Happiness and How it Happens, by “The Happy Buddha” Suryacitta Malcolm Smith
At first glance, the most obvious thing about this excellent little book on mindfulness and meditation is just how beautifully produced it is. It’s a pleasure just to pick it up and browse through it. Somehow, the care the publishers have taken with the book’s appearance both reflects its theme and adds to its impact.
So, how, according to Suryacitta, does happiness ‘happen’? He gets straight to the point – “Happiness is our natural state. It happens when we stop making ourselves unhappy by believing in the stories the thinking mind throws up”.
It’s all very well to say this, one might think, but anyone who’s tried to make miserable thoughts ‘just stop’ will know that it’s not easy at all – it can seem quite impossible.
Fortunately, many Buddhist traditions have been exploring this for millennia, and what Suryacitta presents here epitomises some of the most pithy and direct methods that these traditions offer. “Being in the present moment is the secret to a life of unconditional happiness and freedom. But how do we do it? The key is simply to notice, without judgment or criticism, what takes you away from the present and then return to the felt experience of the present.”
That just about sums it up. I like the way that Suryacitta keeps emphasising that while this is simple, it’s not necessarily easy. This goes against our conditioning – it feels like simple things should be easy. Cultural norms tell us that happiness lies in having desirable objects, desirable relationships. Simplicity sounds a bit … boring. Yet we long for it “People complain about their lives being stressful, hectic, over-complicated and with little or no room for the simple things that they want to enjoy”. Changing our external conditions is really just more of the same.
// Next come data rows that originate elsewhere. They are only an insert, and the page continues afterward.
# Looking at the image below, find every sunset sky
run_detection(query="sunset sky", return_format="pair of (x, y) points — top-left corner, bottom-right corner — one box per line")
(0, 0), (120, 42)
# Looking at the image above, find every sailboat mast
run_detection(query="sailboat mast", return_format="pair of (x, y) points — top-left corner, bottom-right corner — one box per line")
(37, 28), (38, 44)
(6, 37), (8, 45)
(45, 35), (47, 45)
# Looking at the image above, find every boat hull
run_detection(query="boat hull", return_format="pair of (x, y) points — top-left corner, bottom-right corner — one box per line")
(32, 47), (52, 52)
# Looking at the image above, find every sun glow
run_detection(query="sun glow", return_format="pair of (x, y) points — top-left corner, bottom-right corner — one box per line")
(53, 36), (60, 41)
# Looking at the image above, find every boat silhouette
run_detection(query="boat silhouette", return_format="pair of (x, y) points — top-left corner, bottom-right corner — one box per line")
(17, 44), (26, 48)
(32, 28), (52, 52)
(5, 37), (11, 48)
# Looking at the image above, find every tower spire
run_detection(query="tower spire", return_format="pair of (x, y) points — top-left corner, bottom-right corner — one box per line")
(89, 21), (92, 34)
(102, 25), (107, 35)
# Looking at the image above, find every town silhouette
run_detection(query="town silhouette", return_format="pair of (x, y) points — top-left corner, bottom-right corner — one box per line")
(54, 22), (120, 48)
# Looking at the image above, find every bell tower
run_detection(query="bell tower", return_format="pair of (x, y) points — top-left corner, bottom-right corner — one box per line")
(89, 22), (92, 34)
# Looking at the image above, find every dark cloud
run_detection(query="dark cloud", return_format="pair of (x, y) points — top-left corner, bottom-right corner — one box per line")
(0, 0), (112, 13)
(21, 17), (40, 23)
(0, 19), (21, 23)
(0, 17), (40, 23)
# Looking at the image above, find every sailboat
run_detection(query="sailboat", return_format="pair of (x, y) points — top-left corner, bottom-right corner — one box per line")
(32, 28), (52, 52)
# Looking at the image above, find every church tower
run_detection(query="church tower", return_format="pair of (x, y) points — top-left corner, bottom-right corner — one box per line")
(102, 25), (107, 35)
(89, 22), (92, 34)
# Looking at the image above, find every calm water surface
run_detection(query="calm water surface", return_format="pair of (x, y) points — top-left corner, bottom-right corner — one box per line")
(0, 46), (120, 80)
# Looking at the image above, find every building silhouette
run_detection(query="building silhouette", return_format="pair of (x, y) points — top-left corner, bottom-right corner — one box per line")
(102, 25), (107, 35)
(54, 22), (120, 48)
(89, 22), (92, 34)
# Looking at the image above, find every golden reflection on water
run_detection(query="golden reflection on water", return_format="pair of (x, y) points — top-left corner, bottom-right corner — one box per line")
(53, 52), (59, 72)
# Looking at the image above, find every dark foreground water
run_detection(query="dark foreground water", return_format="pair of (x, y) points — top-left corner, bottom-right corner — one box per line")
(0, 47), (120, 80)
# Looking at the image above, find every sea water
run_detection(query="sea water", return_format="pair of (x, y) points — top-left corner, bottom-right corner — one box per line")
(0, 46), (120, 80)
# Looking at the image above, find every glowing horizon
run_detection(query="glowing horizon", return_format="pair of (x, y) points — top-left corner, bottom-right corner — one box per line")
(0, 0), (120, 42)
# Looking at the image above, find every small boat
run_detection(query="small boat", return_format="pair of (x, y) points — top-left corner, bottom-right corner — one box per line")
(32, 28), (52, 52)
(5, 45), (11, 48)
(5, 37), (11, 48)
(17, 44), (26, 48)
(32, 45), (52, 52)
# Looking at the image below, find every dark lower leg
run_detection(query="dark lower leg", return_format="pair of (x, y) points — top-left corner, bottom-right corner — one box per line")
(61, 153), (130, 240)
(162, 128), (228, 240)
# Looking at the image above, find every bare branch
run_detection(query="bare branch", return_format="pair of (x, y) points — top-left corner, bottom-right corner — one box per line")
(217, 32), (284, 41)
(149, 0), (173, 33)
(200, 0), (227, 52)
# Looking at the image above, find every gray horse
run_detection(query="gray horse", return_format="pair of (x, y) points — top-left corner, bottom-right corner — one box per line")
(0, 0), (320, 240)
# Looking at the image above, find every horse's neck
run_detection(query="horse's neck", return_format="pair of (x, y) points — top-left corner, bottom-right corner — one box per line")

Simplicity, and hence happiness, is right here ‘within’. What’s needed is a change of orientation – to look for happiness where it’s actually to be found.
Suryacitta offers very practical ways into the practice of mindfulness together with a very simple ‘just sitting’ kind of meditation where we “simply … notice the bodily sensations and thoughts that take us away from an open and direct experience of the moment”. He spices the book with helpful quotes from other authors, anecdotes and a good deal of warm-spirited humour, which is very much part of his style (see his Happy Buddha website).
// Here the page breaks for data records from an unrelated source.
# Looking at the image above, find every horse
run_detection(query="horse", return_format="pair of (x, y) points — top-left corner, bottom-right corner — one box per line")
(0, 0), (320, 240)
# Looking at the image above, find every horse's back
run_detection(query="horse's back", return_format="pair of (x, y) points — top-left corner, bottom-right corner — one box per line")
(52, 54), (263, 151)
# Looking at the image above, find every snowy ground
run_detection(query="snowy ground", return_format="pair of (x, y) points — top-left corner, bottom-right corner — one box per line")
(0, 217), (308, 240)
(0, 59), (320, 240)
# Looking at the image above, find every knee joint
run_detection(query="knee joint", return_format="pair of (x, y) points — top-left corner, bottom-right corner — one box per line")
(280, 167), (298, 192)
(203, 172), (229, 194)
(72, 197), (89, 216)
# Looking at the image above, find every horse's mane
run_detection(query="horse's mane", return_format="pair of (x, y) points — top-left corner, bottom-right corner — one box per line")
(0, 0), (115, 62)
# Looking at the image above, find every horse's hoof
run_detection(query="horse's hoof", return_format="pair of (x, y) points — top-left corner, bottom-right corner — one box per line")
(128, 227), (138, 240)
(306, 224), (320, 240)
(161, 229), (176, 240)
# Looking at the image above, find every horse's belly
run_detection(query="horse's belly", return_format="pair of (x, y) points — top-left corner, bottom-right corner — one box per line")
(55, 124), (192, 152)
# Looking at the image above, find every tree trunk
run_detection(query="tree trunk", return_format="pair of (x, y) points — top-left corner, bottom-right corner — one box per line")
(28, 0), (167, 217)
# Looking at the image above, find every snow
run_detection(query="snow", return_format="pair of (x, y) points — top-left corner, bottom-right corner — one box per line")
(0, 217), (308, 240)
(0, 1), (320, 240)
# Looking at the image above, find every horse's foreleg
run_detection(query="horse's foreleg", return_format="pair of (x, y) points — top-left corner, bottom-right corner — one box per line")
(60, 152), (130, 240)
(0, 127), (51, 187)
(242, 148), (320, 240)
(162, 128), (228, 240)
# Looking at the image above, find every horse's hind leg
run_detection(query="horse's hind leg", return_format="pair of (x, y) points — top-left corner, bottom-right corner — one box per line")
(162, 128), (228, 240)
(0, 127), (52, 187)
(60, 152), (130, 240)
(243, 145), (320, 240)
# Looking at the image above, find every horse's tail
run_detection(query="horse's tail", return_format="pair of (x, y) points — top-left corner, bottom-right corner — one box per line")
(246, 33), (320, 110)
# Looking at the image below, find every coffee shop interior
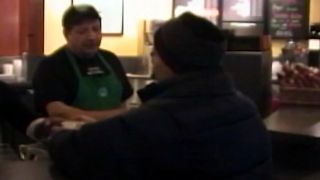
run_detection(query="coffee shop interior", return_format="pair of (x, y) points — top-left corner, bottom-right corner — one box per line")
(0, 0), (320, 180)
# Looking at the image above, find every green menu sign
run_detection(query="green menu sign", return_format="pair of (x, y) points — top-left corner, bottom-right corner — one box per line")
(270, 0), (310, 39)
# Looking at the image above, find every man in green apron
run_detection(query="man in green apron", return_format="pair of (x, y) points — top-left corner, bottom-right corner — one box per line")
(33, 5), (133, 120)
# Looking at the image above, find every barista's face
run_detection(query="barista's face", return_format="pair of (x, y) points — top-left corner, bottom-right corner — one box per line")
(151, 49), (175, 81)
(64, 20), (102, 56)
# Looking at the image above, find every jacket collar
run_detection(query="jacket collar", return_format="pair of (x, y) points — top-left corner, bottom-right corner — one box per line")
(138, 72), (235, 102)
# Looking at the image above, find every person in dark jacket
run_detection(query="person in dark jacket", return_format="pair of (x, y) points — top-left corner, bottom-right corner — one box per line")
(0, 81), (39, 134)
(48, 13), (271, 180)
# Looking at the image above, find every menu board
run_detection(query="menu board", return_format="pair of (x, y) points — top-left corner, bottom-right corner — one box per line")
(270, 0), (310, 39)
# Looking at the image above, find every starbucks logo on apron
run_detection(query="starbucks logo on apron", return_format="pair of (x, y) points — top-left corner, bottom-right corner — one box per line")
(98, 87), (108, 97)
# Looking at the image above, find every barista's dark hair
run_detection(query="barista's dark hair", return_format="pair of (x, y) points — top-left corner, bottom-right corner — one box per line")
(62, 4), (101, 30)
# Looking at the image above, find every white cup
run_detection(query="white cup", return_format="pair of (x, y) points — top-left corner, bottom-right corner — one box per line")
(2, 64), (13, 75)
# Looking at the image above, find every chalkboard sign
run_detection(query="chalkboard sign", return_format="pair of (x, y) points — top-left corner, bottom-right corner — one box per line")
(270, 0), (310, 39)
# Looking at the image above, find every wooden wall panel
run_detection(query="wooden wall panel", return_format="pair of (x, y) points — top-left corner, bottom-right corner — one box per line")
(0, 0), (44, 56)
(0, 0), (20, 56)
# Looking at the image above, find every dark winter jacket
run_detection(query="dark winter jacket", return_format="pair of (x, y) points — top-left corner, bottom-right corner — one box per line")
(49, 73), (271, 180)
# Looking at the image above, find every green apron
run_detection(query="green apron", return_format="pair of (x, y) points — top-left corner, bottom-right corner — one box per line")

Over recent years there have been an increasing number of books published around mindfulness and meditation as ways of overcoming stress, depression and chronic physical and mental pain. It’s great to see this development and it’s certainly good to see these ancient Buddhist practices being used for what they were always intended – the alleviation of suffering.
But in one vital respect, this one differs from most that I’ve come across. Suryacitta doesn’t hold back from presenting ways into the deepest and most profoundly transformative perspectives that Buddhism has to offer: the illusory nature of the view of a separate ‘self’, the nature of awareness, and the meaning and possibility of waking up (awakening, ‘enlightenment’). I suspect that a lot of the books based on fairly recent applications of Buddhist method combined with western science and psychology, such as Mindfulness Based Stress Reduction and Mindfulness Based Cognitive Therapy, avoid these areas to the extent that their authors are concerned to present mindfulness and meditation in a secular / scientific context. This is understandable and I certainly have no problem with it, but it seems to me that practising without bringing in these further perspectives can only take you so far.
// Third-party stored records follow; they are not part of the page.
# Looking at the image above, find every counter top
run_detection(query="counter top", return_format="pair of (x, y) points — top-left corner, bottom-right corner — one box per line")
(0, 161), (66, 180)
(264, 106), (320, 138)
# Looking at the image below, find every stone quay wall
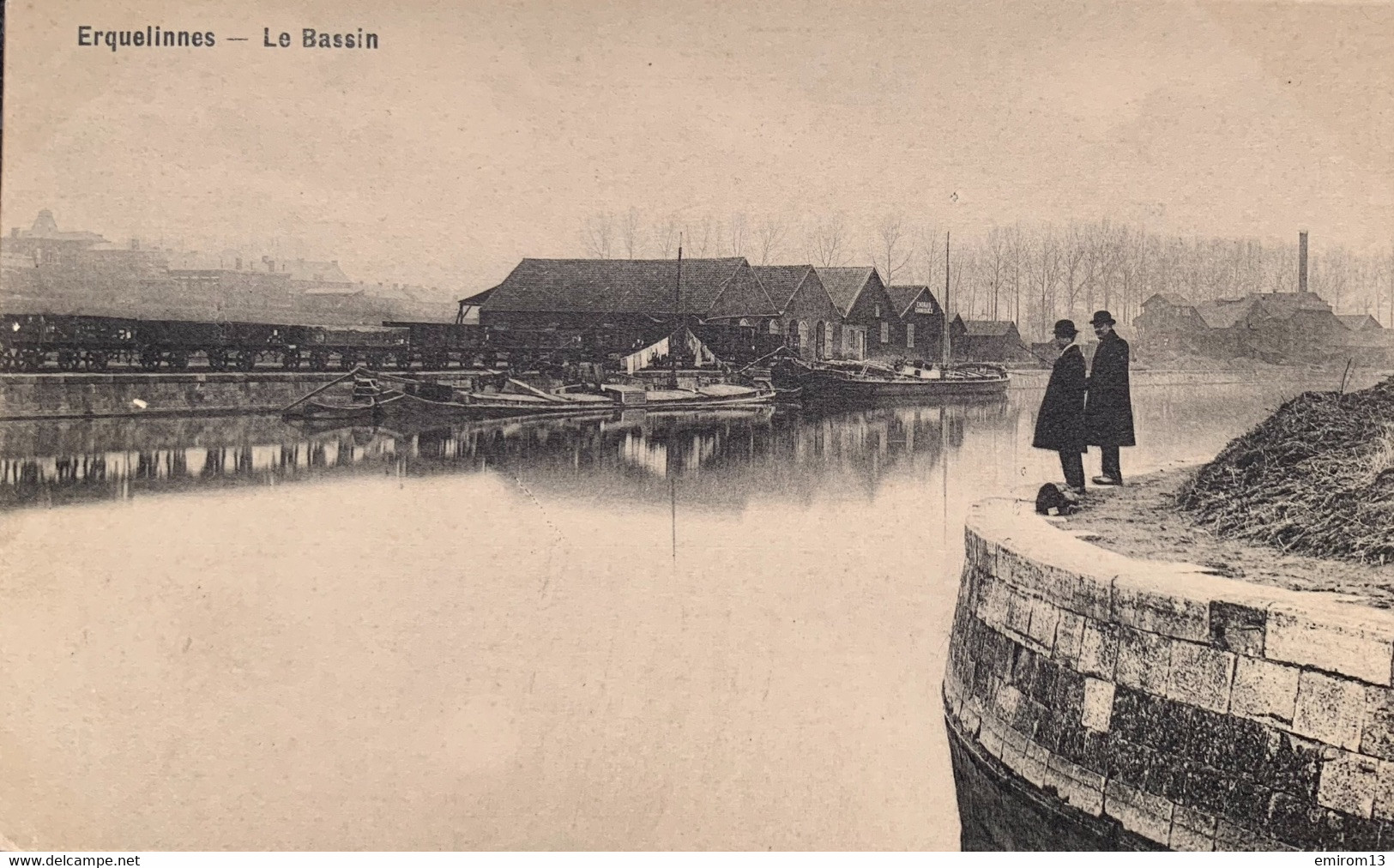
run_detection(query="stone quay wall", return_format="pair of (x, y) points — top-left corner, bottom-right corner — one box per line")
(0, 371), (493, 419)
(944, 499), (1394, 852)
‘Happiness and How it Happens’ shares common ground with the ‘mindfulness based’ approaches in showing readers how to set up a meditation and mindfulness practice, to work effectively with fear and other ‘negative’ emotions as well as how to engage positive emotions such as compassion. But as you work through it, you also discover what it means to truly accept whatever experiences arise (negative as well as positive) – which is the same as ‘letting-go’, and to realise the importance of learning to trust awareness as the main key to leaving behind, for good, what makes us less than happy.
As Suryacitta point out, we can “give up the idea of trying to change ourselves. We can let go of trying to rid ourselves of aspects that we don’t like, and of trying to add anything on to ourselves. This is just aversion and attachment in more subtle forms.” What’s wrong with trying to change ourselves? In the ultimate sense, it’s because we’re trying to change something that doesn’t really exist: ‘my self’. “The root of our suffering … is a sense of self separate from all the other selves out there … We build an identity out of this sense of self …. In doing so, we lose contact with our true nature.” Trying to change ourselves is like trying to make a prison cell a more comfortable place to live. “Never mind tinkering with the place”, he writes “it’s about escaping the prison altogether.”
A great thing about the book is that, by the time you’ve worked through the earlier chapters, this radical and apparently counter-intuitive perspective comes across as obvious. It is, in fact, the very core of Buddhist insight and practice. The methods Suryacitta offers for investigating one’s immediate experience open up a real possibility of getting a direct glimpse of our true nature – and discovering for ourselves that this is how happiness, in fact, happens.